Here's my PR. https://gitlab.com/nvidia/container-images/driver/-/merge_requests/131

shivamerla commented 3 years ago

@rhysjtevans The comment here explains the reason why .real file is preferred. But if this is not present libnvidia-container should fall back to using /sbin/ldconfig file. @elezar to confirm why this is not happening. Is this something that recently got fixed?

elezar commented 3 years ago

@rhysjtevans @shivamerla there was a change to how the config is processed (see c34dcd6b572b3cc8c08a38e4398fc22574dc1d42). This should not have affected the behaviour in the case where the config had already been modified on the host.

The issue here is that we are reading the source config from the container-toolkit container, which is released as either an ubuntu18.04 (the default) or a ubi8 image (using the toolkit.version value when installing). In this case -- where we have a centos8 host the setting using .real does not match the state of the host.

Note that this would not explain the issues that @Mutantt is seeing, but it could be different issues manifesting the same symptoms.

In terms of options, @rhysjtevans you could use the ubi8 image for the container-toolkit by adding --set toolkit.version="1.5.0-ubi8" when installing the operator using Helm.

On our end we could improve how we actually resolve the ldconfig used and release that as part of our upcoming container-toolkit container release.
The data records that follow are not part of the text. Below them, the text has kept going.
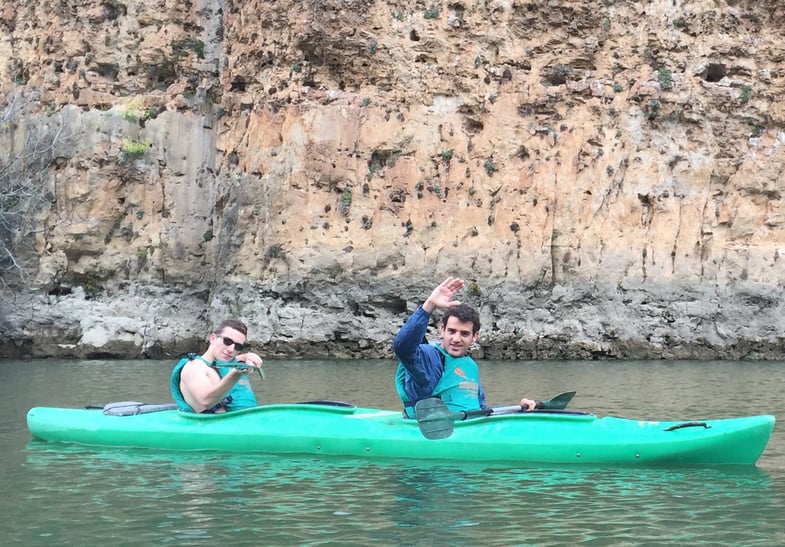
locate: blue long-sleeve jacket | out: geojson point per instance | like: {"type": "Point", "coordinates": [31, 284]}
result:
{"type": "Point", "coordinates": [423, 362]}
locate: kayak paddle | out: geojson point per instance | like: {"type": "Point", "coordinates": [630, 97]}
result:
{"type": "Point", "coordinates": [436, 421]}
{"type": "Point", "coordinates": [239, 365]}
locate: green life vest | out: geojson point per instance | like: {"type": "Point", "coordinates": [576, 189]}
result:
{"type": "Point", "coordinates": [241, 396]}
{"type": "Point", "coordinates": [458, 387]}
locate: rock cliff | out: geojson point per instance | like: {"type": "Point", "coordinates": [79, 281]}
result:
{"type": "Point", "coordinates": [606, 175]}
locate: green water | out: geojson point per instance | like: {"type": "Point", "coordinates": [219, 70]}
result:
{"type": "Point", "coordinates": [58, 495]}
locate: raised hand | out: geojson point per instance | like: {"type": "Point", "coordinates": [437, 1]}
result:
{"type": "Point", "coordinates": [442, 296]}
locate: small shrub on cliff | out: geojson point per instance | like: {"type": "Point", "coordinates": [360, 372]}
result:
{"type": "Point", "coordinates": [490, 167]}
{"type": "Point", "coordinates": [346, 201]}
{"type": "Point", "coordinates": [665, 78]}
{"type": "Point", "coordinates": [180, 47]}
{"type": "Point", "coordinates": [432, 13]}
{"type": "Point", "coordinates": [131, 149]}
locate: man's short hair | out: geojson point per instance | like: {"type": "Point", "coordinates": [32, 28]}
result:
{"type": "Point", "coordinates": [235, 324]}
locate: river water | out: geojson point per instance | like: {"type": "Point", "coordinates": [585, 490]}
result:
{"type": "Point", "coordinates": [65, 495]}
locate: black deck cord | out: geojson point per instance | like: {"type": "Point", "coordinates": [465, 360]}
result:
{"type": "Point", "coordinates": [688, 424]}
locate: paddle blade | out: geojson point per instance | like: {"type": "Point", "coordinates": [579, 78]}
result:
{"type": "Point", "coordinates": [557, 402]}
{"type": "Point", "coordinates": [434, 418]}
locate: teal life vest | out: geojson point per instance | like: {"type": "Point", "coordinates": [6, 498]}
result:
{"type": "Point", "coordinates": [241, 395]}
{"type": "Point", "coordinates": [458, 387]}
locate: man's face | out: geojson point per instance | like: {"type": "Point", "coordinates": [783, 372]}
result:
{"type": "Point", "coordinates": [225, 345]}
{"type": "Point", "coordinates": [457, 336]}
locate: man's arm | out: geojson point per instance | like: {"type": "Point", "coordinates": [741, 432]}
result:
{"type": "Point", "coordinates": [200, 391]}
{"type": "Point", "coordinates": [406, 344]}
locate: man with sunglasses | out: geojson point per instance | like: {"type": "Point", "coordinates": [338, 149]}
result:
{"type": "Point", "coordinates": [216, 381]}
{"type": "Point", "coordinates": [443, 370]}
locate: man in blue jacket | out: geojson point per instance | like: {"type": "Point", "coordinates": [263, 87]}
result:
{"type": "Point", "coordinates": [445, 370]}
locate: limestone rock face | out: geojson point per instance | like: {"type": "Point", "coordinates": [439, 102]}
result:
{"type": "Point", "coordinates": [606, 176]}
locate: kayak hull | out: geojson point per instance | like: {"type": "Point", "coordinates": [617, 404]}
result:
{"type": "Point", "coordinates": [323, 429]}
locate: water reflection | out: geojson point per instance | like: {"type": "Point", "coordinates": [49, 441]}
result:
{"type": "Point", "coordinates": [204, 498]}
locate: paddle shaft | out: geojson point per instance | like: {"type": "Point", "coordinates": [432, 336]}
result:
{"type": "Point", "coordinates": [466, 414]}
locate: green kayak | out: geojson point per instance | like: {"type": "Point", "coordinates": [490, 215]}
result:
{"type": "Point", "coordinates": [339, 429]}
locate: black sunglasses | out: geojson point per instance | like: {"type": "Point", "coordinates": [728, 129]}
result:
{"type": "Point", "coordinates": [229, 342]}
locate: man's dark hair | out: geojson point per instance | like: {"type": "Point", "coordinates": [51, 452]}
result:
{"type": "Point", "coordinates": [464, 313]}
{"type": "Point", "coordinates": [235, 324]}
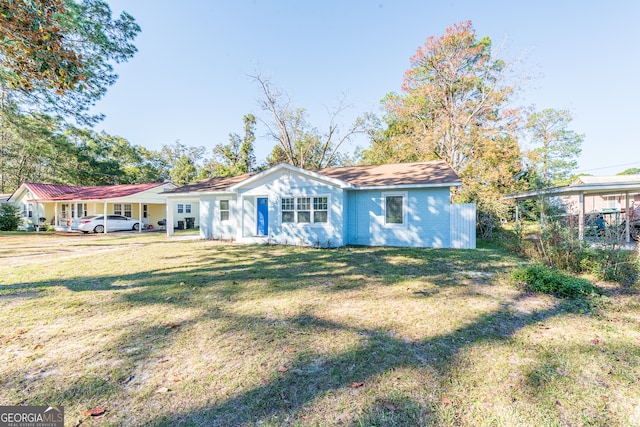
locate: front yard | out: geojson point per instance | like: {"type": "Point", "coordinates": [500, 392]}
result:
{"type": "Point", "coordinates": [190, 332]}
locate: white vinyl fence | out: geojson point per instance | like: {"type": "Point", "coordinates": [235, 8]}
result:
{"type": "Point", "coordinates": [463, 226]}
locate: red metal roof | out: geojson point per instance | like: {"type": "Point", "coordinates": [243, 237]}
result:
{"type": "Point", "coordinates": [53, 192]}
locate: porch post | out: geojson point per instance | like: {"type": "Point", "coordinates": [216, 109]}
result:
{"type": "Point", "coordinates": [169, 219]}
{"type": "Point", "coordinates": [104, 217]}
{"type": "Point", "coordinates": [581, 216]}
{"type": "Point", "coordinates": [627, 236]}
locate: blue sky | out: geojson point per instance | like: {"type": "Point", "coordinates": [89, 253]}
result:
{"type": "Point", "coordinates": [189, 80]}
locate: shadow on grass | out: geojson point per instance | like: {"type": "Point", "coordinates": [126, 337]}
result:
{"type": "Point", "coordinates": [310, 376]}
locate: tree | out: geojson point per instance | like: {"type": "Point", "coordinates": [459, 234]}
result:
{"type": "Point", "coordinates": [56, 55]}
{"type": "Point", "coordinates": [299, 143]}
{"type": "Point", "coordinates": [236, 157]}
{"type": "Point", "coordinates": [557, 147]}
{"type": "Point", "coordinates": [180, 161]}
{"type": "Point", "coordinates": [630, 171]}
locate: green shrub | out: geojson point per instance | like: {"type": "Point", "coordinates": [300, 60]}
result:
{"type": "Point", "coordinates": [9, 217]}
{"type": "Point", "coordinates": [538, 278]}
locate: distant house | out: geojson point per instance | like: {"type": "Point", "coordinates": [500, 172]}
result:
{"type": "Point", "coordinates": [612, 201]}
{"type": "Point", "coordinates": [387, 205]}
{"type": "Point", "coordinates": [62, 205]}
{"type": "Point", "coordinates": [616, 199]}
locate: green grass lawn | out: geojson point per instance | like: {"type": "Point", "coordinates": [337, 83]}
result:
{"type": "Point", "coordinates": [180, 332]}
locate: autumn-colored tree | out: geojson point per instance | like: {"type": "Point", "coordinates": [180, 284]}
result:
{"type": "Point", "coordinates": [454, 94]}
{"type": "Point", "coordinates": [455, 106]}
{"type": "Point", "coordinates": [556, 147]}
{"type": "Point", "coordinates": [56, 55]}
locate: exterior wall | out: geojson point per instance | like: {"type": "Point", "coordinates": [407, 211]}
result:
{"type": "Point", "coordinates": [195, 208]}
{"type": "Point", "coordinates": [211, 224]}
{"type": "Point", "coordinates": [285, 183]}
{"type": "Point", "coordinates": [426, 224]}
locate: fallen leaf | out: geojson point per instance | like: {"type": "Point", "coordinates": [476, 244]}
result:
{"type": "Point", "coordinates": [94, 412]}
{"type": "Point", "coordinates": [390, 406]}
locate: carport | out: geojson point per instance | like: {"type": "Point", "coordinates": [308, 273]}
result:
{"type": "Point", "coordinates": [585, 187]}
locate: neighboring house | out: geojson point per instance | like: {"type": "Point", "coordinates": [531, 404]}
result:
{"type": "Point", "coordinates": [616, 199]}
{"type": "Point", "coordinates": [387, 205]}
{"type": "Point", "coordinates": [609, 202]}
{"type": "Point", "coordinates": [62, 205]}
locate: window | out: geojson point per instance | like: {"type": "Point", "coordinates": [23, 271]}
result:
{"type": "Point", "coordinates": [320, 208]}
{"type": "Point", "coordinates": [288, 211]}
{"type": "Point", "coordinates": [305, 210]}
{"type": "Point", "coordinates": [394, 208]}
{"type": "Point", "coordinates": [224, 210]}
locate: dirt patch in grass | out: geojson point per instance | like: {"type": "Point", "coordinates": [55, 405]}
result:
{"type": "Point", "coordinates": [184, 332]}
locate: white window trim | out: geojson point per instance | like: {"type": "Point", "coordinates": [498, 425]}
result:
{"type": "Point", "coordinates": [405, 197]}
{"type": "Point", "coordinates": [220, 220]}
{"type": "Point", "coordinates": [295, 223]}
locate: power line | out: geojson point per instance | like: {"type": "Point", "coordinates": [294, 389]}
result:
{"type": "Point", "coordinates": [609, 167]}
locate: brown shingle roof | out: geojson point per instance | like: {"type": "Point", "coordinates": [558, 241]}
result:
{"type": "Point", "coordinates": [210, 184]}
{"type": "Point", "coordinates": [433, 172]}
{"type": "Point", "coordinates": [421, 173]}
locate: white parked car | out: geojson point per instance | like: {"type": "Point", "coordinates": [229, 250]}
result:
{"type": "Point", "coordinates": [95, 223]}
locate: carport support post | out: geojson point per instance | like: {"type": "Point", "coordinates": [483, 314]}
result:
{"type": "Point", "coordinates": [104, 217]}
{"type": "Point", "coordinates": [581, 217]}
{"type": "Point", "coordinates": [169, 220]}
{"type": "Point", "coordinates": [627, 237]}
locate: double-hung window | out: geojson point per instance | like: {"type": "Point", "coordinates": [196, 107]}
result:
{"type": "Point", "coordinates": [305, 210]}
{"type": "Point", "coordinates": [224, 210]}
{"type": "Point", "coordinates": [395, 208]}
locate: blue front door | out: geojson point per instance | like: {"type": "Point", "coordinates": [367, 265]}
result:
{"type": "Point", "coordinates": [263, 216]}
Looking at the code in libnvidia-container that @shivamerla pointed out, this is only applied if the ldconfig path is not explicitly set in the config, which is not the case here, meaning that the non-existent path is maintained.

@rhysjtevans you should be able to modify the config on the host to remove the .real suffix for the time being and check whether this addresses the issue -- if the toolkit container is restarted this will most likely create the "incorrect" config though.